Gott verbindet Fasten und Frömmigkeit mit praktischer Hilfe für Hungernde, Obdachlose und Bedürftige.

Jakobus 1,27

Reiner Gottesdienst zeigt sich in der Fürsorge für Waisen und Witwen und in echter Bewahrung vom eigenen Lebenswandel.

1. Johannes 3,17-18

Liebe wird nicht nur gesprochen, sondern in Taten gelebt, besonders wenn jemand Not hat.

Häufig gestellte Fragen

Was bedeutet die Aussage „den Geringsten“ in Matthäus 25,37-40?

„Den Geringsten“ meint Menschen, die am Rand stehen und oft übersehen werden: Hunger, Durst, fehlende Kleidung, Fremdsein, Krankheit und Gefangenschaft. Jesus verbindet diese Menschen mit sich selbst. Dadurch wird klar: Gott erkennt und würdigt Dienst an den Schwachen als Dienst an Christus.

Warum fragen die Gerechten in Matthäus 25,37-40: „Wann haben wir dich … gesehen?“

Die Gerechten staunen, weil sie ihre Hilfe nicht als geistliche Tat verstanden hatten. Jesus zeigt damit: Gottes Bewertung hängt nicht an unserer religiösen Selbsteinschätzung, sondern an der gelebten Liebe. Wer dem Nächsten dient, tut Christus etwas an, auch wenn er es nicht bewusst „so eingeordnet“ hat.
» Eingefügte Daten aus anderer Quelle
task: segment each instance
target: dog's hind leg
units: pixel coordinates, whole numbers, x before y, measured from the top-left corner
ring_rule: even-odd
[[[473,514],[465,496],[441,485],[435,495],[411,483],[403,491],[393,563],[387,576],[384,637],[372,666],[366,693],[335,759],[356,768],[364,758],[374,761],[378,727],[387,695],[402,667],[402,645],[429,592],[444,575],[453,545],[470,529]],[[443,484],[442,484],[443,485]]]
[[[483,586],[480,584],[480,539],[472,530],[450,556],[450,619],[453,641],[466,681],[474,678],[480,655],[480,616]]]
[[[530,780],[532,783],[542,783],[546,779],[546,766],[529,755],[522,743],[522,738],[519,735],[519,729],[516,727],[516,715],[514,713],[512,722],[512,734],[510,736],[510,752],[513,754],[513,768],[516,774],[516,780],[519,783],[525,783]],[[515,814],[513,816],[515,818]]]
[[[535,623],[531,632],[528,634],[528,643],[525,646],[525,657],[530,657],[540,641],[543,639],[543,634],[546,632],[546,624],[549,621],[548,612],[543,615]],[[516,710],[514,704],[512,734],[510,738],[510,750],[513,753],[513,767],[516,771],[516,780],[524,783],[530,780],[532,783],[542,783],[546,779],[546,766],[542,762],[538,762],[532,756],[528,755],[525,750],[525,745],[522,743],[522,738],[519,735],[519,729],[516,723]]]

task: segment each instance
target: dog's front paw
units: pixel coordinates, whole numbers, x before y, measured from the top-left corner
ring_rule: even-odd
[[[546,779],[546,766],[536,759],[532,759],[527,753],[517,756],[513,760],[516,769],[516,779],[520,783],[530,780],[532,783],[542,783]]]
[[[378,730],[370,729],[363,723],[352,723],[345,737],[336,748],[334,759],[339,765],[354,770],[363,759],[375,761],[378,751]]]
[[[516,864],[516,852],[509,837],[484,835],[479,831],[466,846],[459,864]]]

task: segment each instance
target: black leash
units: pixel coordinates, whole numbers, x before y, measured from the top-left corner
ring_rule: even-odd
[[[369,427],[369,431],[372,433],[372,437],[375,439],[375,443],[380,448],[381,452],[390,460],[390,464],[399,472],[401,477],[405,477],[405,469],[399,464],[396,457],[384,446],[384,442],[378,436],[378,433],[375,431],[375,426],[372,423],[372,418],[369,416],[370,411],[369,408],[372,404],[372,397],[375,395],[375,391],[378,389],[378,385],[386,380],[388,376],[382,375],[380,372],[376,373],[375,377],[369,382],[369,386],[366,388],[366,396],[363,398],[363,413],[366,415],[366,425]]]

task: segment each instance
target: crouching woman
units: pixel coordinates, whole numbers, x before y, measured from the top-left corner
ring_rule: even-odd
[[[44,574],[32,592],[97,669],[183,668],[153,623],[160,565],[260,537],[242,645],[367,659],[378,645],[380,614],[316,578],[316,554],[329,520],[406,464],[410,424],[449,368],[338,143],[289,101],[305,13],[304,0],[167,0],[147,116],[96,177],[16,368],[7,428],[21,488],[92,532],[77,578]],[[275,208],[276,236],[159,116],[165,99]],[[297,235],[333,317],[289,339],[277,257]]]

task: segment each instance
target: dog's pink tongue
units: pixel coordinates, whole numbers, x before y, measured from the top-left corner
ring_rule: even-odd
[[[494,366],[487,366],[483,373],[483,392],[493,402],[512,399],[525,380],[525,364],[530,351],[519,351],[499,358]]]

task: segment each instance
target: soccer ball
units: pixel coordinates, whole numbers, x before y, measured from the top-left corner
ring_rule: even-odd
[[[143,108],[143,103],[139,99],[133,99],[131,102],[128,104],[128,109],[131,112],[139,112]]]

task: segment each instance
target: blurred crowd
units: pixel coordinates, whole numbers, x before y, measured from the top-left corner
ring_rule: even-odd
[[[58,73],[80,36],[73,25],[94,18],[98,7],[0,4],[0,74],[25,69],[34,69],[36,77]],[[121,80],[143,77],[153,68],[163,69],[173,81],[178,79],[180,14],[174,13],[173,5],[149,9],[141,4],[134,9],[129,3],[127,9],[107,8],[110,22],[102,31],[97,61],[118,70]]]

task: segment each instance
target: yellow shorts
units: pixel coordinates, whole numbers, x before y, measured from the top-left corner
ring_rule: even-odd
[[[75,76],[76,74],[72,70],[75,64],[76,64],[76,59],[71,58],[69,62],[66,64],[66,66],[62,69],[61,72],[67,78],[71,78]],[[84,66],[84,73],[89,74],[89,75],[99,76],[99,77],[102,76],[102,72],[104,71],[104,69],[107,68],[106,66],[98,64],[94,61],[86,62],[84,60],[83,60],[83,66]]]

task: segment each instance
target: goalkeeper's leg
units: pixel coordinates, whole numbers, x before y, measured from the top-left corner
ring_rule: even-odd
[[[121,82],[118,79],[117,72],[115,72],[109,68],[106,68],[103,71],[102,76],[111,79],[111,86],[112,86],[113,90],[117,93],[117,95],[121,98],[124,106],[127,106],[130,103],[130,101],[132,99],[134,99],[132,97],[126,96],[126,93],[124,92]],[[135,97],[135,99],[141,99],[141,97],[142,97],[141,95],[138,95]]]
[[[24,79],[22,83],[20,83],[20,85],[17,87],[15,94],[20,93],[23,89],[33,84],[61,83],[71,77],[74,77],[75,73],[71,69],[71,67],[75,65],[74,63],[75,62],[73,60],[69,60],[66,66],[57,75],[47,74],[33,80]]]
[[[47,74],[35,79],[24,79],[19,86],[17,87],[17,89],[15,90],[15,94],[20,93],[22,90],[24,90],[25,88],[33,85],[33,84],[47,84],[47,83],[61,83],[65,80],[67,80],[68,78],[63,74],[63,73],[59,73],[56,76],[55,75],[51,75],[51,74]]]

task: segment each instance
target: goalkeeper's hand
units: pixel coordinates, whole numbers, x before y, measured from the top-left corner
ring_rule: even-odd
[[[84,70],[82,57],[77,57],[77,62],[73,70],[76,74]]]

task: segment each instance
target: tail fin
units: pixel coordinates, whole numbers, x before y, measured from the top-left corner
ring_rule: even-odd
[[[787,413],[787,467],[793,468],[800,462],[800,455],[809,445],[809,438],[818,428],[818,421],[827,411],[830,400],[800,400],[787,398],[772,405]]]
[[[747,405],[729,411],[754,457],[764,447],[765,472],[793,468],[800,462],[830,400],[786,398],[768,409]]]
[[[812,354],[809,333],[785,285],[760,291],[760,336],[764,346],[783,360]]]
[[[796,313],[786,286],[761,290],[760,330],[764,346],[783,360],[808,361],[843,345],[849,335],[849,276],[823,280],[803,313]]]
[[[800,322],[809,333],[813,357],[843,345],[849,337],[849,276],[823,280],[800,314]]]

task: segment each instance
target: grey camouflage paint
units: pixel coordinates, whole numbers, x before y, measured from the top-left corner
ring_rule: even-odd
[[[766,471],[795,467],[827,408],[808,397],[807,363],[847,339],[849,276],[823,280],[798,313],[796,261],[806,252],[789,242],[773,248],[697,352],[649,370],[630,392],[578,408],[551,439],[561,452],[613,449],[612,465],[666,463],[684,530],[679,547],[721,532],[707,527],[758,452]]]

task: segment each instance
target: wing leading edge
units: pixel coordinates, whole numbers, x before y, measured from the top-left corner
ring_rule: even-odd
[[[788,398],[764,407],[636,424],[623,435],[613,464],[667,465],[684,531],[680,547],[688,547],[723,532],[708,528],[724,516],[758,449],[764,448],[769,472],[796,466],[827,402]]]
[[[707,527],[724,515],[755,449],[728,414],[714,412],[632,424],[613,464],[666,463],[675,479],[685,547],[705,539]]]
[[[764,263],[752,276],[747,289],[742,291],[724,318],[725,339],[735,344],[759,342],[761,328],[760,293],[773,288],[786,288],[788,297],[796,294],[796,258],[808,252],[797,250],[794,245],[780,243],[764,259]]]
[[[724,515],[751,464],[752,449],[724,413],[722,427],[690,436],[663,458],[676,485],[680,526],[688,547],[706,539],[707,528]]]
Gilt diese Stelle auch für praktische Hilfe außerhalb der Gemeinde?

Die Logik Jesu führt über den Kreis der eigenen Sympathien hinaus. Wer einem Menschen in Not hilft, zeigt Liebe, die Gott ernst nimmt. Selbst wenn der Adressat nicht „kirchlich“ ist, bleibt die Frage: Diene ich Bedürftigen konkret und barmherzig? Gottes Maßstab ist Liebe, nicht Zugehörigkeit.

Wie kann ich handeln, wenn ich Angst habe, falsch zu helfen oder zu überfordern?

Beginne klein, ehrlich und begleitet. Frage nach dem tatsächlichen Bedarf, höre zu und biete eine konkrete Unterstützung an, die du auch zuverlässig leisten kannst. Bete um Weisheit und halte dich an gute Strukturen (Gemeinden, Beratungsstellen), damit Hilfe nachhaltig und verantwortungsvoll bleibt.

Ein kurzes Gebet

Herr Jesus Christus, öffne unsere Augen für die „geringsten Brüder“ in unserem Alltag. Lass uns sehen, wo Menschen Hunger leiden, wo Durst nach Nähe und Hilfe ruft, wo Fremde sich verloren fühlen, wo Kleidung fehlt und wo Krankheit und Einsamkeit Türen verschließen. Gib uns ein Herz für konkrete Barmherzigkeit und die Geduld, Schritt für Schritt zu dienen. Lehre uns, dich in der Not der Menschen zu erkennen. Amen.

Kernaussage: Christus macht Barmherzigkeit zum Maßstab des Reiches: Wer den Geringsten hilft, dient ihm selbst.